The Indian telecom policymaker and regulator are engaging with their counterparts in the European Union (EU) to standardise 5G norms so that security risks can be captured. This comes even as the telecom operators remain in a fix about 5G rollout amid financial and security concerns.
The European Commission — an institution of the EU, responsible for proposing legislation, implementing decisions, upholding the EU treaties and managing the day-to-day business of the EU — is working on a recommendation which addresses cybersecurity risks in 5G networks. The Commission aims to set out guidance on appropriate risk analysis and management measures at the national level, on developing a coordinated European risk assessment and on establishing a process to develop a common toolbox of best risk management measures.
In March-end, a set of recommendations was released. A series of stakeholder meetings are planned among the member states, and the final guidelines are expected by December.
The findings will be shared with the Department of Telecom (DoT) and the Telecom Regulatory Authority of India (Trai) to help them formulate similar measures for the Indian telecom ecosystem, said Benoit Sauveroche, first counselor delegation of the EU to India, on the sidelines of the 5G India 2019 conference in Mumbai.
“Communication infrastructure is so deeply interconnected that any digital threat to one of the member states can impact all of the others. We are taking inputs from all members on what are the likely risks that they see and our relationship with the Indian telecom regulator ensures that we can share our finding for them to incorporate in their future planning around 5G risks as well,” said Sauveroche.
India, he claimed, was keen on engaging with the EU on the matter.

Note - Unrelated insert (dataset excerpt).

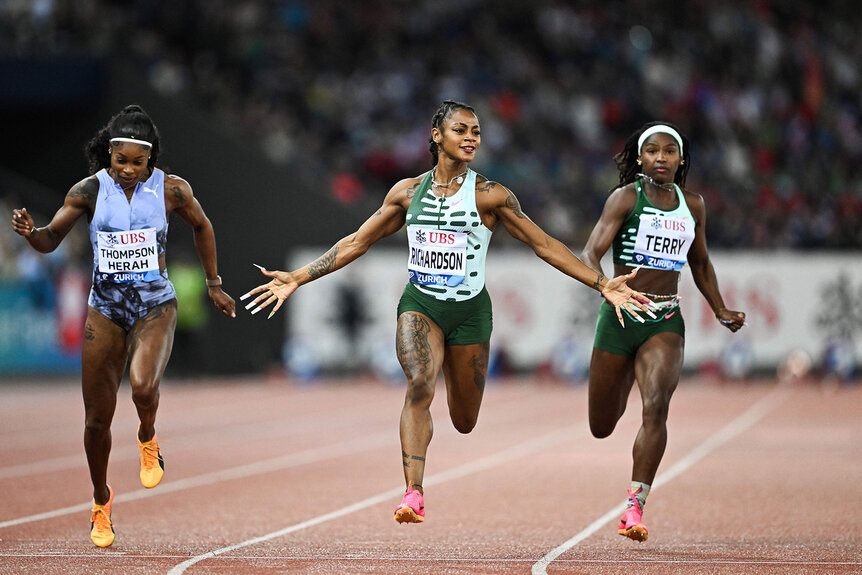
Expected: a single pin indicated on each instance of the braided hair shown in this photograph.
(446, 109)
(131, 122)
(627, 164)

“We met the director of Trai and he explained a set of measures that have already been taken to ensure that (5G) auctions give the best results. It will help us issue minimum security standards and will be of interest to India as well. We are working with the Telecom Engineering Center (TEC) and the DoT is also interested in this in order to develop the framework,” he added. The TEC is a technical body representing interests of the DoT.
Sauveroche said experts from India would visit the testing laboratories in the EU and possibly even the manufacturers to understand the security concerns. With the US recently raising concerns around telecom equipment from China, all geographies are analysing the situation for security risks but also to ensure that countries are not pulled into a trade war between the two larger nations.
Chinese technology giant Huawei, which is under fire in the US over alleged breach of sensitive user information, has offered to sign a “no-backdoor” agreement with the Indian government to allay concerns that it might use its telecom gear for surveillance.
Huawei’s top competitors are European telecommunication giants Ericsson and Nokia although the Chinese company holds a bulk of 5G patents in the market.
Huawei has made similar offers to other governments that have banned or are debating an entry into 5G telephony.